A series of half-sandwich copper(II) complexes [TpPh]CuX ([TpPh] = hydrotris(3-phenyl-pyrazolyl)borate; X- = OH- (1), N3- (2), NCS- (3)) have been synthesized as models for carbonic anhydrase. The structure of 3 was determined by X-ray diffraction analysis. Crystals of 3 (C37H30BCuN9S) are triclinic, space group P1 with a = 11.997(3) A, b = 12.116(3) A, c = 13.384(4) A, alpha = 81.088(5) degrees, beta = 79.289(6) degrees, gamma = 68.668(5) degrees, V = 1772.4(8) A3, and Z = 2. The dehydration kinetic measurements of HCO3- are performed by the stopped-flow techniques at pH < 7.9. The apparent dehydration rate constant kdobs varies linearly with total Cu(II) concentration, and the catalytic activity of the model complexes decreases in the order 1 > 2 > 3. The catalytic activity decreases with increasing pH indicating that the aqua model complex must be the reactive catalytic species in the catalyzed dehydration reaction and the rate-determining step is the substitution of the labile water molecule by HCO3-. The kdobs values increase with increasing reaction temperature, and the apparent activation energies of the model complexes with inhibitors are remarkably higher than that of the complex with no inhibitors, this being the origin of inhibition.

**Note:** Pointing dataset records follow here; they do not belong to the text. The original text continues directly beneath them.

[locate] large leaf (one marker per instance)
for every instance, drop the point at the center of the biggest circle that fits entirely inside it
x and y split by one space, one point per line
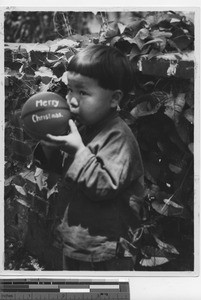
132 29
166 247
153 257
174 106
168 207
21 190
153 261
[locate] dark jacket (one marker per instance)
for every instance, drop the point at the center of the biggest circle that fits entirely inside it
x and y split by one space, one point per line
102 190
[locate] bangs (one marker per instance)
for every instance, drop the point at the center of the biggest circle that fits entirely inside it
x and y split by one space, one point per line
105 64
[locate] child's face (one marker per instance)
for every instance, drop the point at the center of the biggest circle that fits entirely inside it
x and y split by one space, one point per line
89 103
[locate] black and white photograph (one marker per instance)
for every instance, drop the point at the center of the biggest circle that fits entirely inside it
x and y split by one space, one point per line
99 168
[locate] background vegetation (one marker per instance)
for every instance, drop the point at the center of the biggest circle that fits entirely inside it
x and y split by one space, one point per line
160 111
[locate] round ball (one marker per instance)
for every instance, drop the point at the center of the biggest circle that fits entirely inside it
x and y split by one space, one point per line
44 113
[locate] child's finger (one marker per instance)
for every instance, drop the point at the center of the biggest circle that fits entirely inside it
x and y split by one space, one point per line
72 125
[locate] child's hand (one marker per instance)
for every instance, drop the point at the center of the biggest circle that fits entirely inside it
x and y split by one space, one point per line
71 143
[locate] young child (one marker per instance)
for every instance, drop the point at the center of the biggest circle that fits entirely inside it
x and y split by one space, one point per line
102 187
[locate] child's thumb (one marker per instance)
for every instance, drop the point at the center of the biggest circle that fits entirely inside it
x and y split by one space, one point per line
72 125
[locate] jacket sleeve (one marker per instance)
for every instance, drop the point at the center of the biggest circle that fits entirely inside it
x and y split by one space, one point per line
104 172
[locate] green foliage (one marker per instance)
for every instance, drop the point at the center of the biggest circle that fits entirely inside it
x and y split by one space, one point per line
159 111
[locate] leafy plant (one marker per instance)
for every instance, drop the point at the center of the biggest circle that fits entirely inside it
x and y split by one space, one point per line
159 111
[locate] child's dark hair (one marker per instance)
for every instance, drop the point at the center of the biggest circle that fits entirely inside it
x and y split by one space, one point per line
106 64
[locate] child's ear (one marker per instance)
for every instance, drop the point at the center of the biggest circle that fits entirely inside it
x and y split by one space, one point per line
116 98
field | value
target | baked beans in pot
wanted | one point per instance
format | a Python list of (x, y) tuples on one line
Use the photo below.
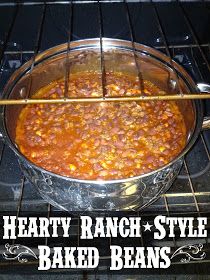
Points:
[(99, 188)]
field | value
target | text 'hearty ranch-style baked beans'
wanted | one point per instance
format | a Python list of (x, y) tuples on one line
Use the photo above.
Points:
[(100, 141)]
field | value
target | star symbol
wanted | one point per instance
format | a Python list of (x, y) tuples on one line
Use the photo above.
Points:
[(147, 226)]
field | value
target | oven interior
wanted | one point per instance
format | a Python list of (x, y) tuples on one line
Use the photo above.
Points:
[(172, 27)]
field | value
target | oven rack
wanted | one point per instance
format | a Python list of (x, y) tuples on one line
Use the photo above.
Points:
[(190, 193)]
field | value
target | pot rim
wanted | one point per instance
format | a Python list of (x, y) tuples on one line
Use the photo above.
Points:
[(88, 43)]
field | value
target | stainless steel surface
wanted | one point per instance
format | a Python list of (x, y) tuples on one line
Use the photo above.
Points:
[(180, 199), (125, 194)]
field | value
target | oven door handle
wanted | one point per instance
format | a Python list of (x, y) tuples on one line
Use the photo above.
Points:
[(205, 88)]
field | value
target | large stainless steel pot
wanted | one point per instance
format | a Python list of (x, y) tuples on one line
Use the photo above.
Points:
[(125, 194)]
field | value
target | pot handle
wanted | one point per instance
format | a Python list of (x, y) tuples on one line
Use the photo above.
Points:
[(205, 88)]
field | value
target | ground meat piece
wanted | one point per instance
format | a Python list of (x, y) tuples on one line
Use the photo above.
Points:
[(100, 141)]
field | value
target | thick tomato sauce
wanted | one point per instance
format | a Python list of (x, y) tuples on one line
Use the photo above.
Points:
[(100, 141)]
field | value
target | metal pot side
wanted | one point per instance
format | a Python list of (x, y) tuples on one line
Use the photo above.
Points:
[(115, 195)]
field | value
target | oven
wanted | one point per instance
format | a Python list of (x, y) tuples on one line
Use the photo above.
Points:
[(179, 29)]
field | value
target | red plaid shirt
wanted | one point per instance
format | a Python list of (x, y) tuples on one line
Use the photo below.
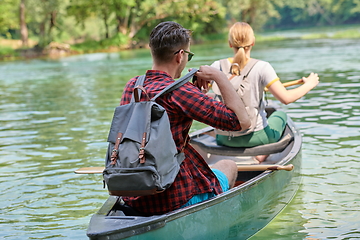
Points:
[(182, 105)]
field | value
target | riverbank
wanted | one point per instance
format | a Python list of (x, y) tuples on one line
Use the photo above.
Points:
[(10, 50)]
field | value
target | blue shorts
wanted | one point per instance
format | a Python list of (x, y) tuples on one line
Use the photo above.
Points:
[(224, 183)]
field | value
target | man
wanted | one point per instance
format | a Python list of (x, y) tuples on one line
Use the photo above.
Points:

The large negative entropy of activation also indicates an associative mode of activation in the rate-determining step. The inhibition ability of the inhibitor NCS- is stronger than that of the inhibitor N3-, which can be rationalized by the decrease in effective atomic charges of the Cu(II) ions as revealed by the theoretical calculations.